Switzerland will not be able to renegotiate the free movement of people agreements with the European Union if the rightwing Swiss People’s Party’s anti-immigration initiative is approved on February 9, the EU Justice Commissioner warned.
In an interview with the Sunday newspaper Schweiz am Sonntag, Viviane Reding, Vice President of the European Commission and European Commissioner for Justice, Fundamental Rights and Citizenship, said it was “an illusion to think that the free movement of people could be renegotiated individually”.
The free movement of people is part of the single market, which is a package. “Switzerland is not able to pick and choose,” Reding told the newspaper. If Switzerland wants to make changes it will have to renegotiate all bilateral agreements in their entirety, because they are linked. She warns that such renegotiations would not be in Switzerland’s interests.

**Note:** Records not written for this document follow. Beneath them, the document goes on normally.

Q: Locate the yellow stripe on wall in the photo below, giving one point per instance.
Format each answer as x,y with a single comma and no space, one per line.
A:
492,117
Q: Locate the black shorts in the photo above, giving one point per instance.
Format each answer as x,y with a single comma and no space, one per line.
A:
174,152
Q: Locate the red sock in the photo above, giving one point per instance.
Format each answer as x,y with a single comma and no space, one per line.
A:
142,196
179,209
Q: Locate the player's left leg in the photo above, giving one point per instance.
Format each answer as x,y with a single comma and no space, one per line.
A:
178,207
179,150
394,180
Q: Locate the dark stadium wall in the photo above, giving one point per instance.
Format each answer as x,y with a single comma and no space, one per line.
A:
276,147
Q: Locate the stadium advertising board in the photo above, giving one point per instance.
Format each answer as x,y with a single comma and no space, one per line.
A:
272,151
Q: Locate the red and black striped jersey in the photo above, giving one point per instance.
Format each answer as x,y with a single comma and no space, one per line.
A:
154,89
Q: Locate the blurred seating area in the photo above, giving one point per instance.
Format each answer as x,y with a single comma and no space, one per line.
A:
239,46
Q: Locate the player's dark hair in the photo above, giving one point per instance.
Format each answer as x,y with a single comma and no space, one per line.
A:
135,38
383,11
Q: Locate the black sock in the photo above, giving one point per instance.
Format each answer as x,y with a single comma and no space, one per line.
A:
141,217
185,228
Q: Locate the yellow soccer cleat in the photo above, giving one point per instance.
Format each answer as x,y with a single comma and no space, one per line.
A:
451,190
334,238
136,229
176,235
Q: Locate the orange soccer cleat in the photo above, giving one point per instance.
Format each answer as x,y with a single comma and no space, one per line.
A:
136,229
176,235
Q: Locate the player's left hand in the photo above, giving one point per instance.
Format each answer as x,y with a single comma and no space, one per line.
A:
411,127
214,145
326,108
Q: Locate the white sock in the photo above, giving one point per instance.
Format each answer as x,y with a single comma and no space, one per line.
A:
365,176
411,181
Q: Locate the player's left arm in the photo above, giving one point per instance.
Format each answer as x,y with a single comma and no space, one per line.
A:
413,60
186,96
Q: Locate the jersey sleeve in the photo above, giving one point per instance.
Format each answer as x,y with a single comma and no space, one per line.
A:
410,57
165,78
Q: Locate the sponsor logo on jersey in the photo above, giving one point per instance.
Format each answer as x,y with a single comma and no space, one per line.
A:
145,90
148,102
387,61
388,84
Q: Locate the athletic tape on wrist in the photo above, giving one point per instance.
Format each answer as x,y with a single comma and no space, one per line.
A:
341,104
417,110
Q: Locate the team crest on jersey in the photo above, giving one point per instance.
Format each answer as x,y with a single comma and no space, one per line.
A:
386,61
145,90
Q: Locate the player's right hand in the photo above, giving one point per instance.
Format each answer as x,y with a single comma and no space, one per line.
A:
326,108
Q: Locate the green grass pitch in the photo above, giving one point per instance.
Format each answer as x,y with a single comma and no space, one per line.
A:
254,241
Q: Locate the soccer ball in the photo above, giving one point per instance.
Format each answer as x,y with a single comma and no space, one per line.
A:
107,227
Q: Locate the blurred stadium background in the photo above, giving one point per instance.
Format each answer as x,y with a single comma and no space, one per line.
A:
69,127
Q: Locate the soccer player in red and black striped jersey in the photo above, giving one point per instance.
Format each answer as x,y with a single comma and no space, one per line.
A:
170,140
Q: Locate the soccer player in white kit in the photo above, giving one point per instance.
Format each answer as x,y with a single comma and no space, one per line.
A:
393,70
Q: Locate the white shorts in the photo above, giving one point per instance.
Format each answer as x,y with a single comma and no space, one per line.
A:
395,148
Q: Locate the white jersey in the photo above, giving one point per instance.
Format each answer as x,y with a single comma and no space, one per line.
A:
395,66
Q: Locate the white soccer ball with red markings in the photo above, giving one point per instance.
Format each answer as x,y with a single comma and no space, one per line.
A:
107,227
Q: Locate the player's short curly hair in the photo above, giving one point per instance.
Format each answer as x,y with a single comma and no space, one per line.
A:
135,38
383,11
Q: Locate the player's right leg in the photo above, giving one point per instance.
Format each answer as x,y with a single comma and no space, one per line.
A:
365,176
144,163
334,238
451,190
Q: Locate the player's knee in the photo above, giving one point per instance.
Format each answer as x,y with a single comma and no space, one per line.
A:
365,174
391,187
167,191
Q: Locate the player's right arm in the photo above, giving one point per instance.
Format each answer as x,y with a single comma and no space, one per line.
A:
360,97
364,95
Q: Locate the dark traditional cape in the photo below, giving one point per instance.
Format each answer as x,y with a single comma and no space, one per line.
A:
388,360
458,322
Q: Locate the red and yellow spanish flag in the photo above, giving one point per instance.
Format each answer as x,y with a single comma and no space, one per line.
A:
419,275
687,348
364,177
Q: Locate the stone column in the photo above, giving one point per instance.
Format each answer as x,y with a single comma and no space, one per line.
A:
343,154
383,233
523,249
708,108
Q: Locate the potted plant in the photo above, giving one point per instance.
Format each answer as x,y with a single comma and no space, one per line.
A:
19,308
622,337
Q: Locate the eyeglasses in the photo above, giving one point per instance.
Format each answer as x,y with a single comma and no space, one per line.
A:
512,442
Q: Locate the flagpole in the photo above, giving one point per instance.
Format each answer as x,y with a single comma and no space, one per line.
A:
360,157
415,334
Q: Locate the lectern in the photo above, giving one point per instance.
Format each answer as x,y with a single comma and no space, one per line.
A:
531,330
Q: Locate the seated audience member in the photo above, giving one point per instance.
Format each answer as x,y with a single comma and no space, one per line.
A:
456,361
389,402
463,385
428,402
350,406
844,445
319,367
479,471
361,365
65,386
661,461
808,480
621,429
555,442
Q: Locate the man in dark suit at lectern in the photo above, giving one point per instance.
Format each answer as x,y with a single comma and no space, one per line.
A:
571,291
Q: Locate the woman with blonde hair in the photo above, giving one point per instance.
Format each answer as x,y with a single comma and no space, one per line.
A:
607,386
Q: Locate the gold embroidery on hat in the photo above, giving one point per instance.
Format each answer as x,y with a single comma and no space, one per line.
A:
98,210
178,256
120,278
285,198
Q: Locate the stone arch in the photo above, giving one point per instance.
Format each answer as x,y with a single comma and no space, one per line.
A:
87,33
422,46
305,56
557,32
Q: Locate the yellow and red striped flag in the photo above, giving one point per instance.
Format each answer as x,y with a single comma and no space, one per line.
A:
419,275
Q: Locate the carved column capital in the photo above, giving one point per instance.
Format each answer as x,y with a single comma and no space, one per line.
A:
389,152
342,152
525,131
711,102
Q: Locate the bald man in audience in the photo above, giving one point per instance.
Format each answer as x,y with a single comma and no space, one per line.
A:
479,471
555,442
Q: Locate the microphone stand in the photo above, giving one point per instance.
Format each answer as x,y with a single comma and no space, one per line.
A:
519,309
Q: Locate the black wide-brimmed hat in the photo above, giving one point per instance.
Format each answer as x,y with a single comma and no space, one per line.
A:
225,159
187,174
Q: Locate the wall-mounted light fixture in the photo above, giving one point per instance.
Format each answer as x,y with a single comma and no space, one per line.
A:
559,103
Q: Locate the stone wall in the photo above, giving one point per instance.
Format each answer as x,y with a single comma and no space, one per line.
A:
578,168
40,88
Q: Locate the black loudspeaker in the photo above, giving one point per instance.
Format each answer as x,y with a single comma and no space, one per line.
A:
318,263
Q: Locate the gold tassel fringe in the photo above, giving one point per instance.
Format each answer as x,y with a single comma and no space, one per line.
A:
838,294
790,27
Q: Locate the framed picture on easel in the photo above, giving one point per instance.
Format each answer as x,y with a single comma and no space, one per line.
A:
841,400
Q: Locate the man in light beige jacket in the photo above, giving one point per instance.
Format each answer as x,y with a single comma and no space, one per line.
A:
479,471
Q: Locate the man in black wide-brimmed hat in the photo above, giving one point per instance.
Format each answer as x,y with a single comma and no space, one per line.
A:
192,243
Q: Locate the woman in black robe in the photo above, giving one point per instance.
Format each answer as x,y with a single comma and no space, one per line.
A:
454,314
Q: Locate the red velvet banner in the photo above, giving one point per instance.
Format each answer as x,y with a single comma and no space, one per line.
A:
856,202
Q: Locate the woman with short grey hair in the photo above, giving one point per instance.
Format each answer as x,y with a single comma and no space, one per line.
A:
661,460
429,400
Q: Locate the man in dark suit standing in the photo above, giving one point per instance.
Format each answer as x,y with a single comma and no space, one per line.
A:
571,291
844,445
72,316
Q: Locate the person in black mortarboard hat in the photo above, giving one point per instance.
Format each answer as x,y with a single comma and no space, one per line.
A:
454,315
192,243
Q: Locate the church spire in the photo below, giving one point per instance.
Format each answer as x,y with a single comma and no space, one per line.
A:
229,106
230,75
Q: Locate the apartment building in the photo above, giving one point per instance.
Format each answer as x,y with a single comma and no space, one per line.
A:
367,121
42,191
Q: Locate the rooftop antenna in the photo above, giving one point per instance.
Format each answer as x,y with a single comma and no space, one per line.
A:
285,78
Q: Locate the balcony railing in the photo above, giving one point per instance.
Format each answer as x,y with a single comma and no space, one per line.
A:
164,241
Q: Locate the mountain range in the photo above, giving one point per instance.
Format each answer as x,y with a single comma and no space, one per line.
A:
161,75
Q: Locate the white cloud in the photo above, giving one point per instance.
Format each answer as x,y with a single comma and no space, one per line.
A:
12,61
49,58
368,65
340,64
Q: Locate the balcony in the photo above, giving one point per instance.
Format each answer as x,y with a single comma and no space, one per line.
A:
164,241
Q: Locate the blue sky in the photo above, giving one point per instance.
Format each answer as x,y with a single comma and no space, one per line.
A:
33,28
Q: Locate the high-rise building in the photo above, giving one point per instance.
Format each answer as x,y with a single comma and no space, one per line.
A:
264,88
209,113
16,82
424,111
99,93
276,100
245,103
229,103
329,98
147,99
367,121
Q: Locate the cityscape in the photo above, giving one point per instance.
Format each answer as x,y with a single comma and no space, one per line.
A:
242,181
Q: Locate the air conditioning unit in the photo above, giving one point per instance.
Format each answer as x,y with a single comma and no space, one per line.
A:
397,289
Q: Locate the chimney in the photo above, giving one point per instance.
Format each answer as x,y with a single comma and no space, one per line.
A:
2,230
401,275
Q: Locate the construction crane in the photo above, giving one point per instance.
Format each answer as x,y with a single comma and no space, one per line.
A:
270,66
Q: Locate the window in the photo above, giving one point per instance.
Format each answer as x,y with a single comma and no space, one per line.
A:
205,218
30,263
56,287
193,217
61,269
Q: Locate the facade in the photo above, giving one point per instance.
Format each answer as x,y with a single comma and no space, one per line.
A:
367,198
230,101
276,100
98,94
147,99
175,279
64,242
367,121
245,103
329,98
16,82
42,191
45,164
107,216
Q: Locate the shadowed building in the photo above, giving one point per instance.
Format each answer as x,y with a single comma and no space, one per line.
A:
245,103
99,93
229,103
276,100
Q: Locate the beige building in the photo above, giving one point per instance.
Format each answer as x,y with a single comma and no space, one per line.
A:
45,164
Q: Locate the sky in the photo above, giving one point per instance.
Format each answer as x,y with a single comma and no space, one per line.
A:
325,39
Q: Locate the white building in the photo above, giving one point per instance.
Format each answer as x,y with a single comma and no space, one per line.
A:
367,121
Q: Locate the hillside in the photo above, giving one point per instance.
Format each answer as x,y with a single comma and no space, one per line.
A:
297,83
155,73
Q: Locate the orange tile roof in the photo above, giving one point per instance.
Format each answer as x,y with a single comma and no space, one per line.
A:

“Switzerland is an important partner for the EU. But the EU is an indispensable partner for Switzerland,” Reding said. “The EU is not only Switzerland’s largest trading partner, but also the largest economy in the world.”
Switzerland would be unlikely to function without the European single market. About 60% of Swiss exports go to the single market under the bilateral agreements, Reding explained.
Since the progressive introduction of the accord between Switzerland and the EU granting free access to each other’s labour markets, up to 80,000 foreign workers have come to Switzerland each year – about three in four from EU countries. This has fuelled concern that immigrants increase competition for jobs and cause a shortage of accommodation in urban areas.
In the interview with Schweiz am Sonntag Reding warned that the Swiss economy would not be able to function without migrants. If Switzerland “needs labour – and that is obviously the case – I do not see the problem. They work and they pay their taxes,” Reding told the Sunday paper.
“The high immigration corresponds to a high demand,” Reding said. “Migration is not a one way street,” the commissioner explained, pointing out that about 430,000 Swiss live in the EU.
Reding also criticised Switzerland’s strategy of negotiating bilateral agreements as “having served its time”. “We have 120 different bilateral agreements and a dozen technical commissions: That’s untransparent, bureaucratic and out-dated,” Reding said.
When asked to comment on the concern that European judges would increasingly define Swiss law, Reding said Switzerland could not cherry-pick. “If you want to participate in the single market, you also have to apply the laws of the single market.”